The 1911 Missouri State League began play in its first season as a five–team league, with the Brookfield Hustlers, Jefferson City Senators, Macon Athletics and Sedalia Cubs teams joining Kirksville as the charter members. The Missouri State League had immediate issues as the Brookfield Hustlers franchise folded on May 19, 1911. Shortly after Brookfield folded, the Sedalia Cubs moved to Brookfield on May 24, 1911. When the Jefferson City Senators folded from the four–team league on June 2, 1911, its demise caused the Missouri State League to permanently fold on June 5, 1911. Kirksville was in third place with an 9–12 record under manager Senter Reiney when the franchise permanently folded.

During the season, the Kirksville Osteopaths played a 20–inning game against the Macon Athletics on May 25, 1911. Kirksville won the game 2–1.

Kirksville, Missouri has not hosted another minor league baseball team.

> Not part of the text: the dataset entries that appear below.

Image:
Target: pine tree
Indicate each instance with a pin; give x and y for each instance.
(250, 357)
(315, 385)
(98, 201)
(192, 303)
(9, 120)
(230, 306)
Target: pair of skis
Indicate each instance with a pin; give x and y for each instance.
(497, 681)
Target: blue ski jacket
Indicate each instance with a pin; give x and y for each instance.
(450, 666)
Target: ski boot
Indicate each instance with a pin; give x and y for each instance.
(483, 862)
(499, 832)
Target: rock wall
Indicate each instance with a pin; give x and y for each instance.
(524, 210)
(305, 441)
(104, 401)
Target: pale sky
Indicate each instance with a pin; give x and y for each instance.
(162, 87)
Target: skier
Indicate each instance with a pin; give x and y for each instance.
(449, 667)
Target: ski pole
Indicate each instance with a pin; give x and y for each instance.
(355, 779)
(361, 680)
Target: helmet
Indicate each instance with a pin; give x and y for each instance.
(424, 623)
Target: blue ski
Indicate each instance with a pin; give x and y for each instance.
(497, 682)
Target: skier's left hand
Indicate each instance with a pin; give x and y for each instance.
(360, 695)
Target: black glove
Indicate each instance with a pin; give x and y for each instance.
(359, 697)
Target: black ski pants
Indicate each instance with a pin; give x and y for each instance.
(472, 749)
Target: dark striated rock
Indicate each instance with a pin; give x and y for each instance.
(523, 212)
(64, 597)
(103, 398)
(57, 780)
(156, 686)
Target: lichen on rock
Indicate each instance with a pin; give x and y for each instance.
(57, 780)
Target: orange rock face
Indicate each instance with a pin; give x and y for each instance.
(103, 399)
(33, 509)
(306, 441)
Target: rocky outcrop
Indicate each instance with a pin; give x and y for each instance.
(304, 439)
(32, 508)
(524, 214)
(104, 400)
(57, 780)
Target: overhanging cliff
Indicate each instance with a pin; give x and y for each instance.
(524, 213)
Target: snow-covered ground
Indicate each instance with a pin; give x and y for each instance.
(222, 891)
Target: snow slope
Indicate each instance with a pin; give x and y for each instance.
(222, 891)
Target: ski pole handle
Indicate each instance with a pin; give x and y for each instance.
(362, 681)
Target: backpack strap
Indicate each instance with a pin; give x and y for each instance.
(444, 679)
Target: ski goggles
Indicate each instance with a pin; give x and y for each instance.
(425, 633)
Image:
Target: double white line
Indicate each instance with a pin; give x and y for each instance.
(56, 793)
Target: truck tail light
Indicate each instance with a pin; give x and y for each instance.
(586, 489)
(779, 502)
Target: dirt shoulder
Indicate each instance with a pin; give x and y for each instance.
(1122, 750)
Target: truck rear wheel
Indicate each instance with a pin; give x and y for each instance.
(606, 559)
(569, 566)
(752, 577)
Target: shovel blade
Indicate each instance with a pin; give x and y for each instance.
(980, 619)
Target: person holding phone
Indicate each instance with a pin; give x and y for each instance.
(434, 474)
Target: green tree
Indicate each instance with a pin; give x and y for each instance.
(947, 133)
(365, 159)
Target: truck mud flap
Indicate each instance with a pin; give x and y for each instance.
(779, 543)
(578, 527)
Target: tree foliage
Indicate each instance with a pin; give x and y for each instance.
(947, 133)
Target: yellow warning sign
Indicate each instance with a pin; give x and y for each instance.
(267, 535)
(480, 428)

A college football team with the same "Kirksville Osteopaths" name played in the same era. The football team lost a game 150–0 to the Missouri School of Mines on November 12, 1914.

==The ballpark==
The name of the home minor league ballpark for the Kirksville Osteopaths is not directly referenced. As Kirksville was home to two colleges in the era, college baseball was played on the campus of the North Missouri Normal School and Commercial College, known today as Truman State University and at its namesake Kirksville College of Osteopathic Medicine, known today as A.T. Still University, which also fielded a baseball and football team in the same era.

==Year–by–year record==

| Year | Record | Finish | Manager | Playoffs |
|---|---|---|---|---|
| 1911 | 9–12 | 4th | Senter Reiney | League folded June 5 |

==Notable alumni==
The roster of the 1911 Kirksville Osteopaths is unknown.